October 5, 2005
Jumping from an appointed Hood River City Council seat into the state House race is a pretty big leap.
But Paul Blackburn believes the time has come to make that political stretch.
He contends that Oregon leaders are not making the right budgetary decisions. And public education, health care and the environment are suffering as a result of their inaction.
“My sense is that there are quite a lot of folks who would rather see things going differently in Salem. And some of these priorities aren’t being paid enough attention to,” said Blackburn, a full-time father.
With both of his daughters, Althea, 9, and Rosalie, 5, now in school, Blackburn has time to dedicate toward a higher office. He is willing to come out of relative obscurity to challenge incumbent Rep. Patti Smith, R-Corbett, if he can mount enough grassroots support.
To get feedback about his viability as a candidate, Blackburn has decided to file for candidacy as a Democrat by petition. That means that he has to collect the lesser of 500 signatures from supporters in his own party or 2 percent of the votes cast from last year’s presidential election.
The easier path for Blackburn would have been paying $25 and just filling out a declaration form with the state. However, he wanted to learn more about the concerns of the electorate before throwing his hat in the ring for the District 52 seat.
“Filing by petition just is a great process because it gives me a chance to get out and hear from folks,” said Blackburn. “This is a very diverse district so I’m enjoying walking, talking and listening to make sure I’m looking out for the best interests of the people that I would represent.”
Although he has not decided upon a specific campaign platform, Blackburn is ready to speak out about the need to reform the school funding system.
“Education is really important. I think stabilizing school funding is critical for creating the world that I want my girls to grow up in,” he said.
He wants to see the 10 cents per pack cigarette tax restored to provide millions for education and health care. He said the anti-tax stand of the Republican-controlled House prevented the legislature from regaining that revenue source.

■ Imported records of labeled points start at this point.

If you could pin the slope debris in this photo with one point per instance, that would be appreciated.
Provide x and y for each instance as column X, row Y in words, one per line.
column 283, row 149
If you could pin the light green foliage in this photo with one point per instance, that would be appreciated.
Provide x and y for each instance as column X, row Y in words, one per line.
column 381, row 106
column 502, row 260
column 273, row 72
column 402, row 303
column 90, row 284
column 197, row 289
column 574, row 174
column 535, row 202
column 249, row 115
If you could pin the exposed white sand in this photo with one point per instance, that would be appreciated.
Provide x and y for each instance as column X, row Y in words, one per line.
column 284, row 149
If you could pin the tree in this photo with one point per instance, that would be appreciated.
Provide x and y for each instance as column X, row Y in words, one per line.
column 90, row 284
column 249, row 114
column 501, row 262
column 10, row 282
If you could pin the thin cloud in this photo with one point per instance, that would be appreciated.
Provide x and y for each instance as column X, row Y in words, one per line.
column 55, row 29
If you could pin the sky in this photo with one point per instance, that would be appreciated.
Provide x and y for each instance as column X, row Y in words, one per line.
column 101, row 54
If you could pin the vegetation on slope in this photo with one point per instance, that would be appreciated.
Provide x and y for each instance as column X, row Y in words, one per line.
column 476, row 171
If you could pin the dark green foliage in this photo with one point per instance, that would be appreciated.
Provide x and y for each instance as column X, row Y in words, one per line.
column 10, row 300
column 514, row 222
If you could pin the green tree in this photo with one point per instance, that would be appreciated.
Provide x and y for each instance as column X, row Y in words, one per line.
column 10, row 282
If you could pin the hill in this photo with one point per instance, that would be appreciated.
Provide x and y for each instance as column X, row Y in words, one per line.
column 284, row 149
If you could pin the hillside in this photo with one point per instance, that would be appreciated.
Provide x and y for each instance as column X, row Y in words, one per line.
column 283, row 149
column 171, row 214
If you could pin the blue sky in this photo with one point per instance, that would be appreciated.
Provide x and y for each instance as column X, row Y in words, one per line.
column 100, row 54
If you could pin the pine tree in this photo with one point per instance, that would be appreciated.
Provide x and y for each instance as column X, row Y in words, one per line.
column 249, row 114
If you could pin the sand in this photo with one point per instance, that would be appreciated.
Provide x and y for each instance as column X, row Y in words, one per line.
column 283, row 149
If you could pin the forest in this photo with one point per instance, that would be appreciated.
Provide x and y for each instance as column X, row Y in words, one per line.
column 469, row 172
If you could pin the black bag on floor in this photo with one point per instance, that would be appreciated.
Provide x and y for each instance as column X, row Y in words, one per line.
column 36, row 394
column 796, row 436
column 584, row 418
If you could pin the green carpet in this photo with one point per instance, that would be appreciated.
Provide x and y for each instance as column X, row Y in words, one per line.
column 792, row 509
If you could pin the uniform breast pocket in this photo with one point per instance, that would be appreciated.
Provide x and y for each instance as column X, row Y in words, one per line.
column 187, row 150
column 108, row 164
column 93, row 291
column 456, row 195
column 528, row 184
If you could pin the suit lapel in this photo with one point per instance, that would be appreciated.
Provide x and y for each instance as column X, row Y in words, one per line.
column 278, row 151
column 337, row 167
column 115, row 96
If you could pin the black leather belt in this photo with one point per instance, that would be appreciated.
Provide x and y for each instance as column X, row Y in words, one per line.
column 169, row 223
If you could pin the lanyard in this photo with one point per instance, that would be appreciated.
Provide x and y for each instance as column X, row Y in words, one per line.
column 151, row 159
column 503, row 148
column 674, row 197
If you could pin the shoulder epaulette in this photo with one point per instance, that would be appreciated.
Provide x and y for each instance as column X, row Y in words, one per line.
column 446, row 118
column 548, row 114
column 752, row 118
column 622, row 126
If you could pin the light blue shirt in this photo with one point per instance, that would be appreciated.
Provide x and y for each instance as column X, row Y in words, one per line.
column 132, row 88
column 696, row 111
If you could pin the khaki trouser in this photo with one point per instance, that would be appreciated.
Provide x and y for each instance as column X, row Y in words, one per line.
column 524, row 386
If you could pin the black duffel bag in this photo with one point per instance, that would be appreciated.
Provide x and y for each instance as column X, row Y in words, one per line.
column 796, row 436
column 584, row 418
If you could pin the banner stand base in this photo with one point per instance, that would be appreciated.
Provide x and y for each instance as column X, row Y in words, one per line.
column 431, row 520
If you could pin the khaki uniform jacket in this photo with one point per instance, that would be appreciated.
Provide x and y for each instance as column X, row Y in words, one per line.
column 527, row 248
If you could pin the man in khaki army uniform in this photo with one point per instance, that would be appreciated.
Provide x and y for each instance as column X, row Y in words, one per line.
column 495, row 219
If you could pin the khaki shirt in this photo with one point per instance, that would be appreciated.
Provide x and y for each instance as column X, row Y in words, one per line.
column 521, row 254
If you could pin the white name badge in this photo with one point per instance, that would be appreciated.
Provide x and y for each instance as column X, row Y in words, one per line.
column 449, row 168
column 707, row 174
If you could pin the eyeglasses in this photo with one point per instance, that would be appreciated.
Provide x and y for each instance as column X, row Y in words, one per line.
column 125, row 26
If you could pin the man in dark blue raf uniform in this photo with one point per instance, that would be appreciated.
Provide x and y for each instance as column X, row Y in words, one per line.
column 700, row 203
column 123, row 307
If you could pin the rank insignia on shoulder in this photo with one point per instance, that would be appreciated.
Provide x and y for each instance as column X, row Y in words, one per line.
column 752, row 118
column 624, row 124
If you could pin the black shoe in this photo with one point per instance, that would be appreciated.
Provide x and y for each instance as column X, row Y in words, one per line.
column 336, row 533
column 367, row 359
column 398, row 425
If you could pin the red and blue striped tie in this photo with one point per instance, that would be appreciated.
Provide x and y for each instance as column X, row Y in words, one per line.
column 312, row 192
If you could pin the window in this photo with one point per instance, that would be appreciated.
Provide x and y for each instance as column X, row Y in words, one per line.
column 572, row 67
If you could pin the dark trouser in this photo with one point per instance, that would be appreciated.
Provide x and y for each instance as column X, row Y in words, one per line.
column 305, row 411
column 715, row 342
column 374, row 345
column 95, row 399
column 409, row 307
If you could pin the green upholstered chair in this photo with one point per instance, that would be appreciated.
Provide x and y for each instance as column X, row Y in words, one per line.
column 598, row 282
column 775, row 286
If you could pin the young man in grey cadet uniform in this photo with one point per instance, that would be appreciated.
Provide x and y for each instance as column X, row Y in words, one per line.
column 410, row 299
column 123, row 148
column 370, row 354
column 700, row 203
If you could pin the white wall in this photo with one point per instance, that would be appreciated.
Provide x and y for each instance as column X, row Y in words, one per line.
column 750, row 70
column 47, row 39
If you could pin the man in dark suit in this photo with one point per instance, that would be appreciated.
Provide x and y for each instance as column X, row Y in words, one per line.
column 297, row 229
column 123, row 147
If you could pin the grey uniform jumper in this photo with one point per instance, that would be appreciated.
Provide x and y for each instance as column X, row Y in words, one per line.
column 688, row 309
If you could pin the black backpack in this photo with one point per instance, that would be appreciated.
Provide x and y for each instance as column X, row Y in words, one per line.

Blackburn said he and Smith also differ on environmental issues. He claims that she has earned a low ranking from the League of Conservation Voters for her stands that favor private property rights over preservation.
He believes the state has to “strike a better balance between development opportunities and resource protection.”
For example, Blackburn said Hood River city officials have found a path to protect riparian areas along the waterfront and still accommodate business growth.
Under the custom Goal 5 plan, some areas along the shoreline are designated as wildlife habitat and off-limits to building.
Other sites not suited for habitat have been designated for recreational, commercial and industrial development.
“The biggest difference between Patti and I is our votes; we’re both nice folks,” said Blackburn. “I’m still green.
As I get more experience and educate myself further into the campaign I’ll be willing to take reasoned positions on more specific issues.”
Blackburn believes that partisanship needs to be set aside at the state capitol. And special interest groups tied to big money should wield less of an influence in the decision-making process.
“There needs to be more working across the aisle to respect each other’s points of view and make the best choice for constituents,” he said.
He was appointed last November to fill the unexpired Hood River councilor term of Paul Thompson, who moved outside the city limits. Blackburn believes that experience has provided him with good insight on the role of an elected official; to serve the greater good.
However, he is no stranger to community service, having spent most of his adult life, both professionally and as a volunteer, helping others.
Blackburn, who holds a bachelor’s degree in comparative religion from Dartmouth College in New Hampshire, has acted as president of the local United Way chapter for two years.
He was formerly a staffer at Samaritan House in San Mateo, Calif., and worked in America’s Second Harvest Food Bank in the same area.